Thursday, December 18, 2008

A Christmas Memory

At Christmas time in 1966, my brother and I were at St. Joseph's Home for Boys in Washington, Georgia. We were not there as orphans - I cannot speak for my brother, but for me it was more like a year at summer camp. Run with an iron fist by a group of Catholic nuns, in their old-style habits that exposed only their faces and their hands, the home was situated on an enormous (or so it seemed to an eight-year-old) estate in an old manor house. The year after my brother and I left the home, it was moved to a new premises in Atlanta.

Some of the nuns provided elementary school instruction for the boys, and for children from the nearby town of Washington. I was then in the third grade, and my brother in the sixth. One of the nuns, younger than the others, taught us music. Some time before Christmas we were singing Christmas carols, and we were good enough to persuade a man who had connections in Augusta to arrange a taping of us for possible television broadcast. I should add that nobody at the home thought to consult any of the boys' parents or guardians (those of us who had them) about this boondoggle. On the appointed day, we were loaded onto a bus and taken to Augusta, about a half-hour's drive east on Interstate 20.
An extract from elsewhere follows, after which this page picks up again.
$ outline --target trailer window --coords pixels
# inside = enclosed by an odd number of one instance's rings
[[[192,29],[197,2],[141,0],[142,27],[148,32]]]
At the studio we were shown into a large room with high ceilings from which big lights were suspended. The boys were arranged in bleachers, the "little" ones on one side and the "big" ones on the other. (This segregation of the boys was also enforced at the home. My brother was placed with the other big boys, and I rarely saw him.) Time being money in television, we were given no time to rehearse and, once we were all in our places, the taping commenced. I don't recall how long the taping lasted but it was stopped prematurely. Someone had made the miscalculation of using a large monitor TV that , unfortunately it turned out, was facing us. What happened next depended on the age of the boys and their degree of self-discipline. The big boys kept their composure on seeing themselves - for the first time in their lives - on television, despite their sometimes fixated staring at the monitor.

The Christmas carols continued unabated until the camera reached the little boys' faces, when there was an instantaneous breakdown in discipline. Concentrating their full attention on the faces they were pulling for the camera, caroling was quickly replaced by laughter and screams from the little boys section. A few minutes later the taping was halted, and without explanation everyone was shown out of the studio and back onto the bus.

Without formally reprimanding us on the way back to Washington, those of us who had momentarily forgotten the reason why we had gone to the TV studio, and I was one of them, were given an earful of the nuns' extreme displeasure over the next several days. The nuns had studied the video tape and had made note of the boys who had disrupted their plans to use our singing talents, such as they were, to publicize themselves and their boys' home.

We were told that some of the boys were going into town for Christmas caroling, but many of us whom the nuns had singled out were not allowed to go. I remember feeling pleased that I was not required to go hiking around in the cold, singing for strangers. Whoever it was that made the decision to use the TV monitor during the taping in Augusta had made a big mistake, but he had spared me, thanks to a bunch of spiteful nuns denied a chance at stardom, an otherwise disagreeable evening exploring the back streets of a small Southern town in December.